Еуфемия смотрит на меня, как будто ей кажется странным, что я, Лука Леучи, могу так говорить: ведь я, по ее мнению, вовсе не обязан верить в Бога, поскольку он плохо обращается со мной, заставляя так рано умереть. Но если она от всей души любит своего Флорестано, она еще будет благодарить Бога, когда ей в руки попадут эти листки.
Я прекрасно понимаю, что мне следует умереть как, можно скорее. Я иногда замечаю, как Флорестано взглядами и вздохами дает понять моей жене, какие желания терзают его, беднягу! Тогда я воображаю, как моя жена, томно склонив красивую белокурую голову на его широкую мощную грудь, ласково поглаживает его великолепные усы, легонько, двумя пальцами, расправляя их длинные рыжеватые волоски!.. О, блаженство! Потерпи и ты, дорогая моя Еуфемия! А те ночные словечки, которые ты твердила, обнимая меня, ты будешь говорить и ему, почти не сознавая этого:
— Радость моя... Ах, дорогой... да, да... Дорогой, дорогой... Я начинаю неудержимо смеяться. Тогда оба они удивленно спрашивают меня, над чем я смеюсь; я отделываюсь шуткой, а Флорестано замечает:
— Ты до старости, дорогой Леучи, останешься все таким же шутником.

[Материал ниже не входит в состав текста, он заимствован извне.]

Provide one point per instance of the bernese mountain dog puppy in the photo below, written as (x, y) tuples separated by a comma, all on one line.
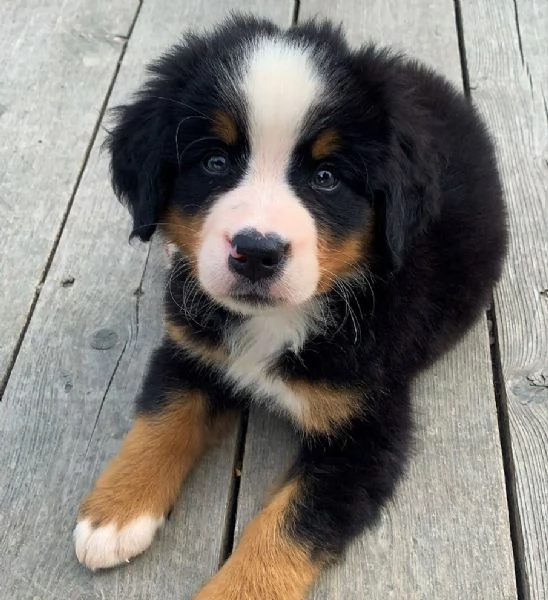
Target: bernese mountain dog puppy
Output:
[(338, 223)]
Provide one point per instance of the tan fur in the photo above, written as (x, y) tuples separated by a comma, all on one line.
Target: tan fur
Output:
[(155, 458), (214, 354), (267, 564), (337, 259), (225, 127), (340, 258), (325, 144), (184, 232), (325, 407)]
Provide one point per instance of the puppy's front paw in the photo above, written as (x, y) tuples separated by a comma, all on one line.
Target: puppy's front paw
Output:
[(107, 545)]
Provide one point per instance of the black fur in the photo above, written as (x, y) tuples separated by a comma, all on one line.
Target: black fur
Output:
[(419, 166)]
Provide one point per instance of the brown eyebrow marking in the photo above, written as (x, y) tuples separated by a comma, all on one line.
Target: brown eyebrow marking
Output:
[(225, 127), (326, 143)]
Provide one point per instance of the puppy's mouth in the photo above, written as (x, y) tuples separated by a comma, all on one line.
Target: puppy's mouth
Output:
[(254, 295)]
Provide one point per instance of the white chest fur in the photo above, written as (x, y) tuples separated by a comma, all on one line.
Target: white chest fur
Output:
[(255, 345)]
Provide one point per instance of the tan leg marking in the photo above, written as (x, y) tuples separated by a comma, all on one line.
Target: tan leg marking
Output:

Но часто мне не удается быть шутником, как называет меня мой друг. Остроты мои против воли становятся едкими, и тогда Флорестано, сидящему рядом со мной в экипаже, бывает не по себе. Я ему говорю:
— Я предложил бы тебе, дорогой Флорестано, очутиться на минуту в моем положении, если бы оно не было таким скверным. Уверяю тебя, что у тебя появилось бы такое же странное чувство, как у меня, если бы ты был способен видеть жизнь такой, какой она останется для других, будучи при этом уверен, что для тебя она кончится очень скоро — может быть, даже пока ты об этом говоришь, — и представлять себе, как поведут себя другие, когда тебя не станет.

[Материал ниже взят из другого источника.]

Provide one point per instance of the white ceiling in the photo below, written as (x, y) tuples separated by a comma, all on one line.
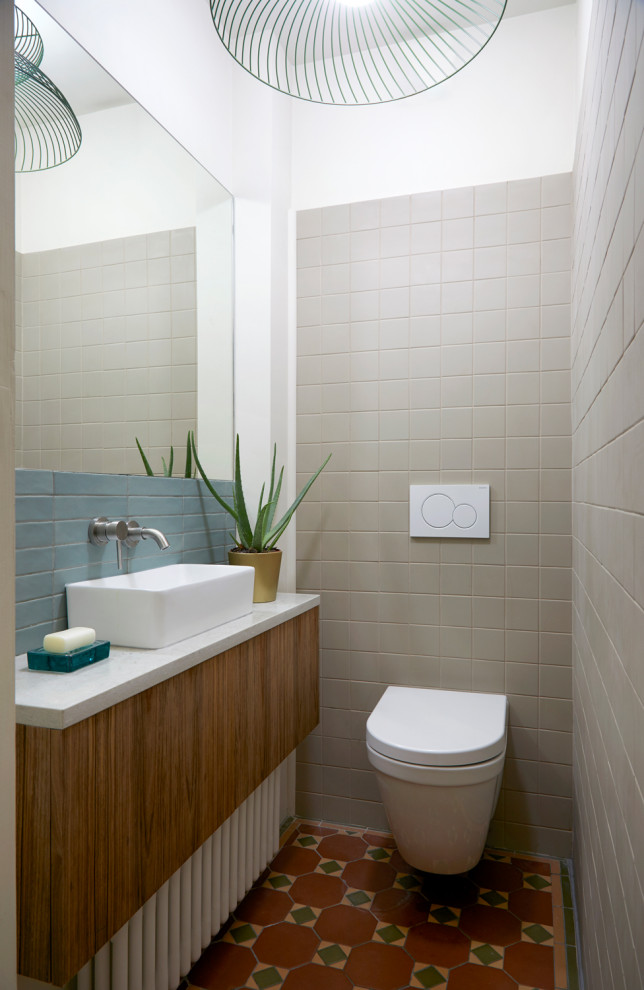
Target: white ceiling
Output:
[(88, 87), (82, 81)]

Я выражаюсь ясно, но Флорестано делает вид, что не понимает. А я продолжаю:
— Дорогой Флорестано, я даже знаю, например какой венок с фарфоровыми цветами ты возложишь на мою могилу, когда меня зароют.
Флорестано принимается мне возражать, и тогда я умолкаю: сижу, такой худой, бледный и грустный, и смотрю из угла коляски, едущей шагом по просторным аллеям Джаниколо, на мирное зрелище заходящего солнца; и не все ли равно, как будут другие наслаждаться жизнью, хотя бы и горькой? Вот этот широкоплечий здоровяк, который сидит рядом со мной и вздыхает; моя жена, которая тоже вздыхает, сидя дома; а еще мой малыш (уже без меня), который когда–нибудь, очень скоро, начисто забудет, кем я был, какой я был!
— Папа...
А Флорестано, обернувшись, нетерпеливо ответит ему:
— Ну что тебе?
Муж твоей матери, Карлуччо, он тебе не настоящий папа. Понимаешь?
И все–таки жизнь, Карлуччо, — она так прекрасна... так полна.